"Yaşadığımız duyduğumuz gördüğümüz düşündüğümüz hissettiğimiz bu binlerce yüz binlerce şey arasından adil, haklı, iyi, güzel olanı seçmeye yatkın bir yaratılışın aksine bunlara öyle kolay izin vermeyen, bunlar için emek harcanmasını, bedel ödenmesini talep eden bir dünyada hayata geçmesi, yaşaması, hissedilmesi, başarılması o kadar zor."
Dolar meselâ; son günlerin inişi çıkışı en çok takip edilen 'nesne'si. Her bir artışında veya azalışında düşündüğünüzün, yorumunuzun o an için bir değeri veya anlamı olabilir ama nihayetinde hiçbir şey “o an”la sınırlı değil.
Yükselecekse yükselmeye inecekse inmeye devam ediyor.
Bu geliş gidişi karmaşık bir hale getirecekse onu da yapıyor.
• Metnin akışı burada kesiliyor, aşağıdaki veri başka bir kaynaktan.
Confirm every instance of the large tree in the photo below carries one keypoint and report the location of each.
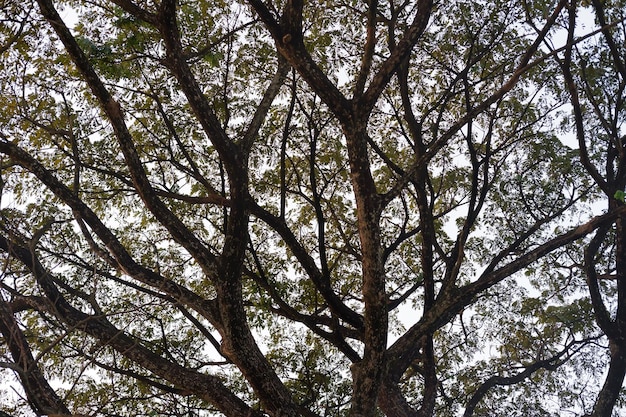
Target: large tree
(326, 208)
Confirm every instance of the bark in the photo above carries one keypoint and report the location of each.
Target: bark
(41, 397)
(613, 383)
(206, 387)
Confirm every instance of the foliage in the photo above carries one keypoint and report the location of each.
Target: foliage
(312, 208)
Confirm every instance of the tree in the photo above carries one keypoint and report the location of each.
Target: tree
(319, 209)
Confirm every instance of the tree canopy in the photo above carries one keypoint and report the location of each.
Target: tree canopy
(324, 208)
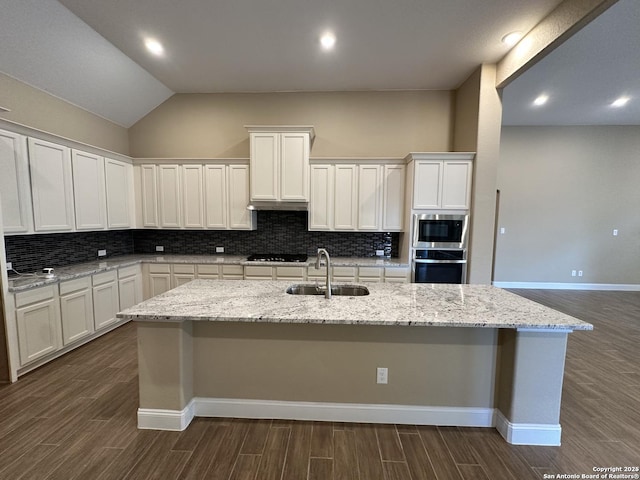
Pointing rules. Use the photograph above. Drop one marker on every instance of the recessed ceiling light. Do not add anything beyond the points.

O yüzden ekonomistler analistler hareketliliğinden çok muhtemel duraklama, durma, nihaî hedefini anlamaya çalışıyorlar.
Velhasıl hayatın kendisi de parçalardan oluşsa bile başka bir bütün.
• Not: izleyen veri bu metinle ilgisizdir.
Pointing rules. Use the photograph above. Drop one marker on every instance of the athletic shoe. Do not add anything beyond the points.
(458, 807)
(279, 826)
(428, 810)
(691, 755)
Ok'un menziline giderken her seferinde bir santim ilerlediğini, o bir santimlerin uc uca eklenmesiyle hedefine vardığını düşünmeyiz.
Sadece ekonomide, dolarda, nefes alıp verişimizde veya yürüyüşümüzde değil bu an'ların tekil hallerine dair aldatan parçalanmışlık.
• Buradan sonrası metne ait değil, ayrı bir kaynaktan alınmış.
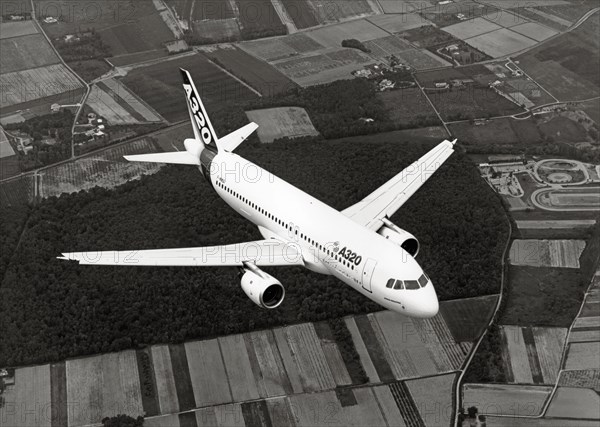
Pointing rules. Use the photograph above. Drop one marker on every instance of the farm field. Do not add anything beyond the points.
(32, 390)
(17, 29)
(214, 31)
(471, 28)
(433, 397)
(333, 35)
(25, 52)
(582, 355)
(398, 23)
(568, 73)
(408, 107)
(159, 85)
(309, 13)
(113, 101)
(323, 68)
(207, 373)
(585, 378)
(106, 384)
(164, 380)
(575, 403)
(50, 80)
(532, 355)
(471, 102)
(409, 347)
(466, 318)
(256, 73)
(546, 253)
(258, 19)
(135, 58)
(534, 31)
(532, 290)
(505, 399)
(498, 131)
(107, 170)
(281, 47)
(275, 123)
(125, 26)
(501, 42)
Sosyal hayat, siyaset, dış politika… her alan kişisel veya toplumsal olarak bizi heyecanlandıran an'lardan, tekil olaylardan bağımsız bir bütüne işaret ediyor.
O bütün nedir?
Bunu yaşarken anlamak ve çok doğru analiz edip olanı da olacakları da hakikate en yakın tahmin etmek hep zordu, şimdi de zor.
İletişimin hızı ve çeşitliliği hem her türlü detayı önümüze bırakın yazılı anında görsel olarak da sererken bunların doğurduğu heyecanlar hüzünler şaşırmalar tepkiler veya tepkisizlikler de zincirler halinde inip çıkıyor akıp duruyor birbirinin peşine takılıp ilerleyip gidiyor işte.
İnternet, haber alıp vermedeki bu hız ve alternatif mecralarla sosyal medyanın da katlamalı olarak karşımıza koyduğu şeylerin bütünü bile bir 'bütün'e işaret etmekten daha fazla uzaklaştırıyor aslında olup biteni.
Niye böyle oluyor acaba?
Yaşananların birbirinden kopuk olması mı, bizim onları böyle algılamamız mı, bir “bilgi” bombardımanı altında bağlantılı algılamamızın imkânsız hale gelmesi mi gerçek sebep?
Hayat muhtemelen hep zordu şu yeryüzü üzerinde.
Zor olmasının, zorluklarından biri de muhtemelen işte bunca an'a, tekil olaya, her bir kelimeye, minik minik icraatlara her seferinde özen göstermenin insan olmak için şart olmasından.
İnsan olmanın zor olmasından yani bizatihi…
Yaşadığımız duyduğumuz gördüğümüz düşündüğümüz hissettiğimiz bu binlerce yüz binlerce şey arasından adil, haklı, iyi, güzel olanı seçmeye yatkın bir yaratılışın aksine bunlara öyle kolay izin vermeyen, bunlar için emek harcanmasını, bedel ödenmesini talep eden bir dünyada hayata geçmesi, yaşaması, hissedilmesi, başarılması o kadar zor.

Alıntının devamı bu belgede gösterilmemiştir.